[29. BÖLÜM]: KAN KADEHİ

1.5K 109 91
                                    

(Aylar Sonra) Buray Karaca

Adımlarım odada yankı yaparken elimde tuttuğum viski bardağını masanın üstüne bıraktım ve abime doğru döndüm. Dalgınca pencereden dışarı bakıyordu. Gece'yi düşündüğü belliydi. Çok zor toparlanmıştı ve aylar geçmesine rağmen hala tam olarak iyileşmiş değildi. Biliyorum çok zordu ama geride kalanları düşünmesi gerekiyordu.

Bir de Güneş olayı vardı. Aylar öncesinde kapıya dayandığında ona inanmadım. Kim olsa inanmazdı ama hamile olma ihtimalini de göz ardı edemezdim. Eve geldiği gün önüne onlarca hamilelik testi attım. 20 test. 20 çift çizgi. Hamileydi, fakat çocuk benden miydi belli değildi. Onu o odaya kilitlediğimde itiraz etmedi.

Pişmandı ama pişmanlığı çocuğu içindi. İhanet etmişti ve yine olsa yine ederdi. Bu bir zorunluluk değildi, bu bir tercihti. Sözlerimin arkasında durmaya kararlıydım. Çocuk doğduğu anda bu evden de hayatımdan da siktir olup gidecekti. Daldığım düşüncelerden kurtulup Asrın'a döndüm.

''Abi.'' diye dikkatini çektiğimde kaşlarını çatarak yüzüme bakmaya başladı. ''İyi misin?'' Cevap vermedi, sadece kafasını aşağı yukarı kaldırdı. Sehpanın üzerine bıraktığım viski bardağını alıp yarım kalan viskiyi içtiğinde ayağa kalktı.

Yüzüne tehlikeli bir sırıtış yerleştirdiğinde kafasını yukarı kaldırdı ve kahkaha attı. ''Hadi o zaman,'' dedi gülerek. ''Av başlasın.'' Dedikleriyle birlikte sırıttığımda odadan çıktık. Odadan dışarıya adımımızı attığımız anda ikimizin telefonu da bildirim sesiyle titredi.
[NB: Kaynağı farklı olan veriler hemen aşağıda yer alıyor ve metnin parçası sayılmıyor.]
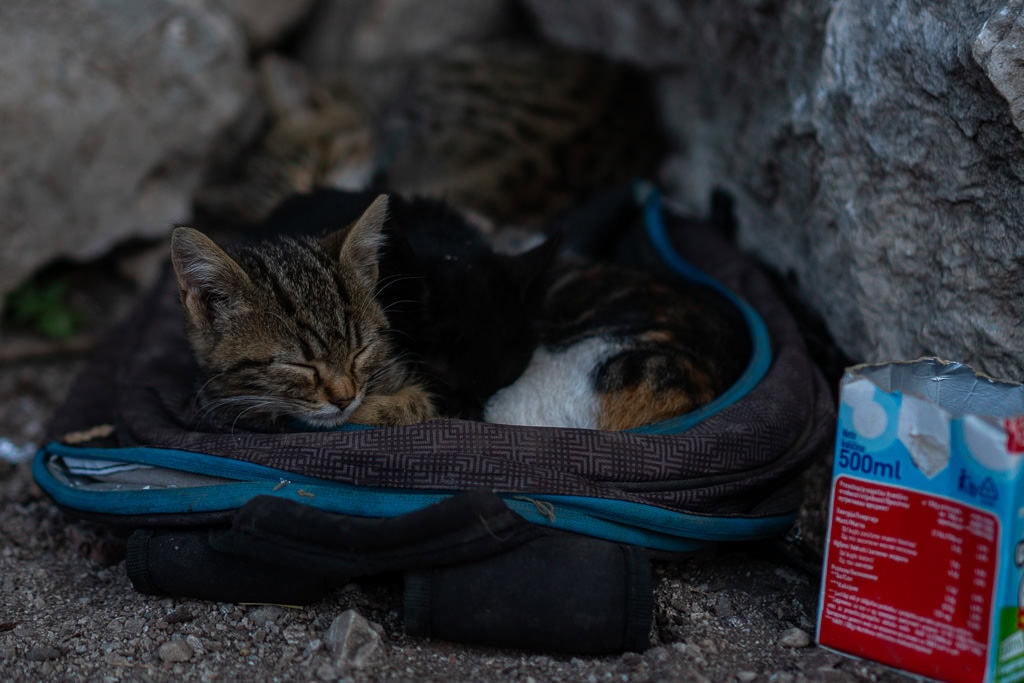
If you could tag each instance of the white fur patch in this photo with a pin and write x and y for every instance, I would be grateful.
(555, 390)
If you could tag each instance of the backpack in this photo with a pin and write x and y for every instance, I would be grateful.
(530, 537)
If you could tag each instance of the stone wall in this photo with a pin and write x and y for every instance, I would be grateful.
(873, 148)
(109, 110)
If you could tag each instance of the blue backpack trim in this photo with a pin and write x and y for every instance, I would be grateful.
(760, 341)
(624, 521)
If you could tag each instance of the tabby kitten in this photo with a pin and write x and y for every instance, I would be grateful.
(292, 330)
(408, 314)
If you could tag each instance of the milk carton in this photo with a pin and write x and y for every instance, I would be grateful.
(926, 540)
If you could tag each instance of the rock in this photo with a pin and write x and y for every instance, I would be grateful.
(872, 150)
(265, 22)
(175, 650)
(795, 638)
(999, 49)
(196, 644)
(110, 111)
(352, 640)
(43, 653)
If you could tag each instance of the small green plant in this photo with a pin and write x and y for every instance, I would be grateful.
(42, 307)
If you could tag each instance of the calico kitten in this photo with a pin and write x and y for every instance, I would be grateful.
(627, 344)
(512, 131)
(292, 330)
(404, 315)
(621, 349)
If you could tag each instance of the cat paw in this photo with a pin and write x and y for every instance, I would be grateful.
(404, 407)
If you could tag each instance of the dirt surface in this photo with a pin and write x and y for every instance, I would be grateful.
(69, 611)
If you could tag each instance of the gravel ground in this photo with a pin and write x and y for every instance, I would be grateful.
(69, 612)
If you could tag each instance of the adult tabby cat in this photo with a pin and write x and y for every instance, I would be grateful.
(403, 315)
(510, 131)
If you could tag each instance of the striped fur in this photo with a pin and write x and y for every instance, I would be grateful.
(291, 330)
(511, 132)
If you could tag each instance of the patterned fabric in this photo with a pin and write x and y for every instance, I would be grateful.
(744, 460)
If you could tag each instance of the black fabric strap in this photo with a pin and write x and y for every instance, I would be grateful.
(558, 593)
(460, 528)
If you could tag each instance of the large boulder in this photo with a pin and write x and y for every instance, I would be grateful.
(109, 111)
(875, 151)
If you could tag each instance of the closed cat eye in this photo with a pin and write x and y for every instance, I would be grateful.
(310, 371)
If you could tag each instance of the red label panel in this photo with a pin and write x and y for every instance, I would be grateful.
(1015, 434)
(909, 580)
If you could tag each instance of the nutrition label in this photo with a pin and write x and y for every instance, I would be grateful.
(909, 581)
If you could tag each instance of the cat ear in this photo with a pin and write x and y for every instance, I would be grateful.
(529, 268)
(207, 275)
(358, 247)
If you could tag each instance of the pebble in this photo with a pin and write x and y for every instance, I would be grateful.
(175, 650)
(43, 653)
(196, 644)
(352, 639)
(795, 637)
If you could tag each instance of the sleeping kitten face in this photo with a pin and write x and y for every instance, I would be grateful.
(289, 329)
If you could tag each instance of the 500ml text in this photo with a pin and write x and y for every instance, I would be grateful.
(863, 462)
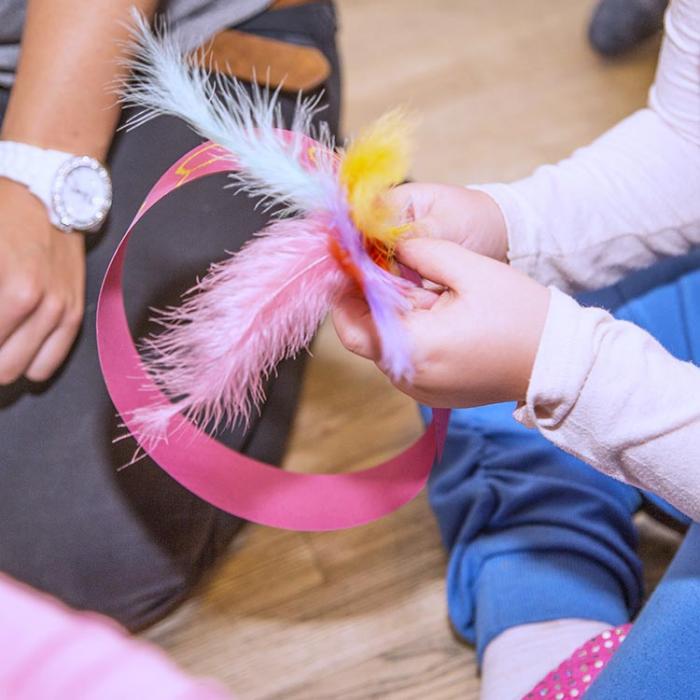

Cebimdeki telefonu çıkarıp elime aldığımda ekranda tek bir bildirim vardı. Bilinmeyen numaradan gelen bu bildirim kaşlarımın çatılmasına, aynı zamanda da sırıtmama neden oldu.

Av başlasın.

Mesajı okuduktan sonra kısa bir süreliğine göz göze geldik fakat konuşmadık. Adımlarımız bizi arabalarımıza götürdüğünde Asrın son kez bana baktı. O artık Asrın Karaca değildi. O artık avına aç bir Kaplandı. Gözleri bunun doğruluğu haykırırken arabasına bindi. Bende ağır adımlarla kendi arabama doğru yürümeye başladım.

Asrın Karaca

Son kez derin bir nefes verdim. Bugün her şeyin dönüm noktasıydı. Aylardır Reşat'ın yerini araştırıyordum ve bugün bu iş bitiyordu. Gece'nin ölümüyle birlikte sarsılmıştım evet ama almam gereken bir intikam vardı. Düşüncelerimle birlikte gaza yüklendiğimde araba pati atarak ilerledi.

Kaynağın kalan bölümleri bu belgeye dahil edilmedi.